McCain rejects pastor over Nazi remarks
Issued on: Modified:
The Republican presidential candidate John McCain has rejected the endorsement of a Texas preacher after he was discovered to have said the Nazis were right to chase the Jews from Europe.
Republican John McCain Thursday faced down a fiery evangelical pastor backing his White House bid who, it was revealed, believed the Nazis did God's will by chasing Jews from Europe.
But while McCain disavowed the Texas pastor, John Hagee, the Arizona senator aimed a pointed dig at his Democratic rival Barack Obama's own preacher problems in observing he had never been part of Hagee's flock.
The issue, which has the potential to embarrass McCain among independent voters, erupted as the Republican and Obama traded highly personal invective over a bill to give college education to Iraq and Afghan war veterans.
McCain, the presumed Republican nominee for November's presidential election, issued a statement after the Huffington Post website posted audio of the 1990s remarks by Hagee.

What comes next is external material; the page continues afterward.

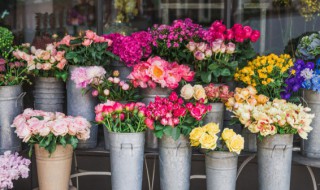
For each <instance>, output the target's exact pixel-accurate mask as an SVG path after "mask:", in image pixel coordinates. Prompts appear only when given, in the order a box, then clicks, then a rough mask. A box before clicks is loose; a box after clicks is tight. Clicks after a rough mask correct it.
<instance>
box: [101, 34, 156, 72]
mask: <svg viewBox="0 0 320 190" xmlns="http://www.w3.org/2000/svg"><path fill="white" fill-rule="evenodd" d="M104 37H105V38H106V39H110V40H112V41H113V43H112V46H111V47H110V48H109V49H110V50H111V51H112V53H113V54H115V55H117V56H119V58H120V60H121V61H122V62H124V63H125V64H126V65H127V66H129V67H130V66H134V65H136V64H138V63H139V62H140V61H142V60H143V59H147V58H148V57H149V56H150V55H151V52H152V48H151V43H152V36H151V34H150V33H149V32H146V31H139V32H135V33H132V34H131V35H130V36H124V35H122V34H119V33H113V34H108V35H104Z"/></svg>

"Obviously, I find these remarks and others deeply offensive and indefensible, and I repudiate them," he said.
"I did not know of them before Reverend Hagee's endorsement, and I feel I must reject his endorsement as well."
The website also published comments by Hagee that Adolf Hitler was a "hunter" sent by God to herd Jews to the land of Israel.
Some commentators have compared the episode to Obama's own political drama over racially tinged sermons by his former pastor Jeremiah Wright, which threw the Illinois senator's campaign onto the defensive for weeks.
McCain stressed: "I have said I do not believe Senator Obama shares Reverend Wright's extreme views.
"But let me also be clear, Reverend Hagee was not and is not my pastor or spiritual advisor, and I did not attend his church for 20 years.
"I have denounced statements he made immediately upon learning of them, as I do again today."
Hagee, whose endorsement was sought by McCain in February, was quoted by the Huffington Post on Thursday as saying that the sermon about Hitler and the Jews had been "intentionally mischaracterized" and was a "gross example of bias."
"To assert that I in any way condone the Holocaust or that monster Adolf Hitler is the biggest and ugliest of lies," Hagee said in a statement to the website.
Hagee, a well-known tele-evangelist, founded the strongly pro-Israel Cornerstone Church in San Antonio, Texas. It has 19,000 members, according to his website.
Democrat Hillary Clinton, still clinging to hopes of blocking Obama's drive towards the nomination, fought to stay in the limelight even as aides to both her rival and McCain charted terrain for a presidential battle in November.
Clinton's campaign took heart from a new Quinnipiac University survey suggesting she would beat McCain in three swing states -- Ohio, Pennsylvania and Florida. Obama was ahead of the Republican only in Pennsylvania.
But with Obama seemingly enjoying a mathematical lock on the party's nomination heading into the final contests on June 3, both he and McCain stoked speculation about their vice presidential picks.
McCain was reported this weekend to be meeting three potential running mates -- Florida Governor Charlie Crist, the Indian-American governor of Louisiana, Bobby Jindal, and former presidential hopeful Mitt Romney.
Other reports said Obama, despite banning public comment from his top aides about the issue to avoid angering Clinton, had begun to quietly assemble a team to vet prospective VP candidates.
The Obama and McCain campaigns refused to comment.
With the contours of a November battle taking on sharper definition, Obama and McCain traded some of their harshest personal attacks yet as the Senate adopted the bill offering a fully paid college education to the veterans.
In an unusually direct speech on the Senate floor, Obama said he could not understand why the Vietnam War hero would back President George W. Bush's opposition to the bill.
"I can't believe why he believes it is too generous to our veterans," he said of McCain, who favors an alternative approach that would boost benefits according to a service member's length of service.
McCain shot back in a statement: "I take a back seat to no one in my affection, respect and devotion to veterans.
"I will not accept from Senator Obama, who did not feel it was his responsibility to serve our country in uniform, any lectures on my regard for those who did," he said. Obama in turn condemned McCain's "schoolyard taunts."